On pourrait croire que l’année 2026 marque une pause dans le grand cirque trumpien. Erreur. Un an après son retour au pouvoir, Donald Trump continue de dérouler un catalogue d’annonces qui oscillent entre l’absurde et le glaçant, pendant que le reste du monde observe, entre sidération et résignation polie.
Chaos technique
Un « nouveau Gaza » en trois ans chrono
À Davos, devant un parterre de costards qui applaudissent par réflexe, Trump a sorti son dernier prospectus immobilier : transformer la bande de Gaza en « Riviera du Moyen-Orient », avec gratte-ciel, hôtels de luxe et promenades en bord de mer. Délai annoncé : trois ans. « C’est faisable si nous voulons que ce le soit », a-t-il lâché, comme s’il parlait de rénover un golf en Floride.

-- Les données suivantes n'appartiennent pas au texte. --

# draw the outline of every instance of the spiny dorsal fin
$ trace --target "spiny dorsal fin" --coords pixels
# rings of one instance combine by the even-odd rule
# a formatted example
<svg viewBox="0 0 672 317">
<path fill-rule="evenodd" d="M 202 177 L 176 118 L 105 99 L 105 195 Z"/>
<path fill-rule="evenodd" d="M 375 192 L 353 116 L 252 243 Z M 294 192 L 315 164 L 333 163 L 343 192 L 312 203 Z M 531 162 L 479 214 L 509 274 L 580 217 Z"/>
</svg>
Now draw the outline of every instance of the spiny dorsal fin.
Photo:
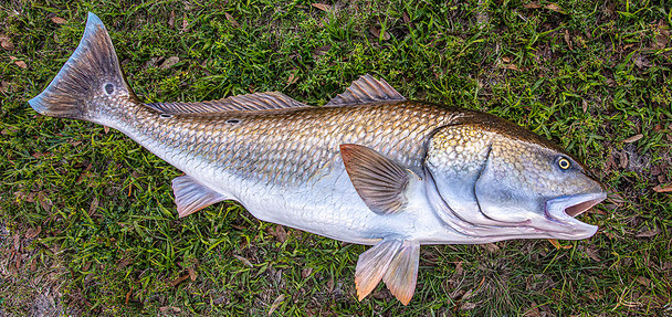
<svg viewBox="0 0 672 317">
<path fill-rule="evenodd" d="M 172 191 L 180 218 L 227 199 L 188 175 L 172 179 Z"/>
<path fill-rule="evenodd" d="M 372 212 L 390 214 L 406 207 L 407 169 L 359 145 L 340 145 L 340 156 L 355 190 Z"/>
<path fill-rule="evenodd" d="M 353 106 L 368 103 L 402 102 L 406 98 L 385 80 L 376 80 L 366 74 L 340 95 L 329 101 L 326 106 Z"/>
<path fill-rule="evenodd" d="M 277 92 L 232 96 L 204 103 L 155 103 L 147 106 L 165 114 L 211 114 L 307 107 Z"/>
<path fill-rule="evenodd" d="M 364 299 L 382 279 L 392 295 L 408 305 L 416 292 L 419 261 L 419 242 L 384 239 L 359 255 L 355 268 L 357 297 Z"/>
</svg>

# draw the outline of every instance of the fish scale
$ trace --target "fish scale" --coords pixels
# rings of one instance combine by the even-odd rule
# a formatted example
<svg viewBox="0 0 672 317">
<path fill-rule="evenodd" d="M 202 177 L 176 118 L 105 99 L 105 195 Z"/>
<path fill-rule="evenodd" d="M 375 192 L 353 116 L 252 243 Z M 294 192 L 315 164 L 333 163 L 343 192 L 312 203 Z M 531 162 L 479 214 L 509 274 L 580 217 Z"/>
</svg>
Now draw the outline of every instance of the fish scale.
<svg viewBox="0 0 672 317">
<path fill-rule="evenodd" d="M 364 75 L 324 107 L 281 93 L 143 104 L 93 13 L 75 52 L 29 101 L 38 113 L 120 130 L 185 175 L 179 216 L 223 200 L 270 221 L 372 245 L 359 300 L 382 281 L 408 304 L 420 245 L 586 239 L 606 198 L 566 151 L 495 116 L 407 101 Z"/>
</svg>

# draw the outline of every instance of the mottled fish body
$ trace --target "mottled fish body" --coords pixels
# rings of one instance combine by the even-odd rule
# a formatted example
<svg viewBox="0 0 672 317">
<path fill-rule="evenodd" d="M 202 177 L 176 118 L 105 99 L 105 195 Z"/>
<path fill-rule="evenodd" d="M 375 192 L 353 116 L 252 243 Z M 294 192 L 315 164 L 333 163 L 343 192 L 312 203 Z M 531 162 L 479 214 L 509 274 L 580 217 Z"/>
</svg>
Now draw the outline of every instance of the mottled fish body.
<svg viewBox="0 0 672 317">
<path fill-rule="evenodd" d="M 114 127 L 185 172 L 188 215 L 235 200 L 254 216 L 374 245 L 356 268 L 359 299 L 382 279 L 408 304 L 421 244 L 586 239 L 574 216 L 606 198 L 563 149 L 498 117 L 407 101 L 369 75 L 324 107 L 281 93 L 206 103 L 141 103 L 105 27 L 84 36 L 30 105 Z"/>
</svg>

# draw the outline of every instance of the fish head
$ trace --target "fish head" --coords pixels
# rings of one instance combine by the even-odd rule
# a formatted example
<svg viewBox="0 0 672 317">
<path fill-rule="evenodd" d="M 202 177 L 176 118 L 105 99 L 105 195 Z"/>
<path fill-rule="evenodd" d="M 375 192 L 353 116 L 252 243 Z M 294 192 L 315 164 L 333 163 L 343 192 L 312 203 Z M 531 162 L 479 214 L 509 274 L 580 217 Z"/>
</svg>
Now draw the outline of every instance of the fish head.
<svg viewBox="0 0 672 317">
<path fill-rule="evenodd" d="M 594 235 L 597 226 L 576 216 L 607 197 L 605 187 L 561 148 L 493 120 L 444 128 L 429 141 L 426 168 L 454 214 L 450 225 L 493 237 L 479 243 Z"/>
<path fill-rule="evenodd" d="M 492 145 L 474 193 L 485 216 L 565 240 L 594 235 L 597 226 L 576 216 L 607 198 L 603 186 L 568 154 L 508 138 Z"/>
</svg>

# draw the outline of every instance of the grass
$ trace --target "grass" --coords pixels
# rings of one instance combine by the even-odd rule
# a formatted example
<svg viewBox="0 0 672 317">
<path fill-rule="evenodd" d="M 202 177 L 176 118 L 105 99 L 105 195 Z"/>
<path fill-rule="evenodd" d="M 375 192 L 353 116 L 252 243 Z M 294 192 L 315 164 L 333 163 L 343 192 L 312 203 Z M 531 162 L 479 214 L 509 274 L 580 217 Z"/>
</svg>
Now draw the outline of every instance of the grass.
<svg viewBox="0 0 672 317">
<path fill-rule="evenodd" d="M 672 314 L 672 200 L 653 190 L 672 182 L 669 7 L 135 2 L 0 4 L 0 316 Z M 581 215 L 600 231 L 560 242 L 569 249 L 423 246 L 409 306 L 382 286 L 357 302 L 366 247 L 260 222 L 234 202 L 178 220 L 178 170 L 116 130 L 28 106 L 73 52 L 87 11 L 145 102 L 280 91 L 324 105 L 370 73 L 409 98 L 521 124 L 613 192 Z"/>
</svg>

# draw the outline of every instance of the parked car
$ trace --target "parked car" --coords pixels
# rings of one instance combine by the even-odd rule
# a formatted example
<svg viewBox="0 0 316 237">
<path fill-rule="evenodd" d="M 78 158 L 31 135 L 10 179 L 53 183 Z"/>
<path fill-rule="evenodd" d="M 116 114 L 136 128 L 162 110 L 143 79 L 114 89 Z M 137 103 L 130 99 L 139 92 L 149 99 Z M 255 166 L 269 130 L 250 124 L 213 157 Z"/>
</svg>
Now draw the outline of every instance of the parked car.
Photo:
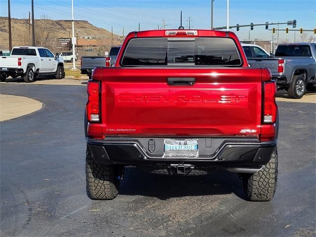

Le projet sent le déjà-vu : ambitions foncières démesurées, promesses économiques mirifiques, et un mépris total pour la réalité humaine du terrain. Pendant ce temps, les frappes continuent, les morts s’additionnent, mais le président américain semble surtout préoccupé par le potentiel Airbnb du coin. On se demande si le plan inclut des casinotiers ou des golfeurs saoudiens en bonus.
Le Groenland, round 2 : menace, recul, deal OTAN
Quelques jours plus tôt, Trump menaçait d’annexer le Groenland, brandissant des surtaxes douanières à 25 % sur une demi-douzaine de pays européens si le Danemark ne lâchait pas le morceau. Puis, patatras : à Davos toujours, il annonce un « cadre d’accord » avec l’OTAN, Mark Rutte en mode cheerleader, et hop, les taxes sont suspendues. Victoire stratégique ou simple théâtre pour calmer les marchés qui paniquaient ?
Peu importe le résultat final : l’essentiel est le procédé. On agite une provocation géopolitique majeure, on regarde les alliés s’affoler, on négocie dans la précipitation, et on se présente en sauveur pragmatique. Un chaos organisé, en somme.
Le « conseil de la paix », ticket d’entrée : 1 milliard de dollars
Cerise sur le gâteau : la signature de la charte du « conseil de la paix », une sorte d’ONU bis made in Trump. Siège permanent ? Un milliard de dollars cash. L’organisation promet de résoudre les conflits mondiaux, mais ressemble surtout à un club très sélect pour États prêts à payer pour jouer dans la cour des grands. L’ONU classique, avec ses vétos et ses discours interminables, doit se sentir soudainement ringarde.
Ce mélange de mégalomanie et de cynisme pur n’est même plus surprenant. C’est devenu la signature de la maison : on démonte les institutions existantes en les ridiculisant, on propose un ersatz tape-à-l’œil, et on facture le siège au prix fort.
Pourquoi on continue de regarder ?
La question n’est plus « que fait Trump ? », mais « pourquoi continuons-nous de le regarder faire ? ». Les commentateurs s’indignent, les diplomates rédigent des notes inquiètes, les marchés tressautent à chaque tweet, et pourtant rien ne semble vraiment l’arrêter. La culture de l’impunité qu’il a installée en un an est peut-être la seule vraie réussite durable de son second mandat.
On regarde parce que c’est devenu un spectacle addictif, un reality show géopolitique où le script change tous les jours. On regarde parce qu’on espère encore qu’à force de pousser les curseurs, il finira par casser quelque chose d’irréparable et que là, enfin, quelqu’un dira stop. On regarde parce qu’on n’a pas vraiment le choix : quand le type qui tient le bouton rouge décide de tweeter sur l’achat d’un territoire arctique ou la reconstruction d’une zone de guerre en centre commercial, impossible de détourner les yeux.
Trump fait n’importe quoi. Et nous, bouche bée, on regarde. Peut-être est-ce la vraie victoire : il a transformé la sidération collective en spectateur passif. Le reste n’est que détails.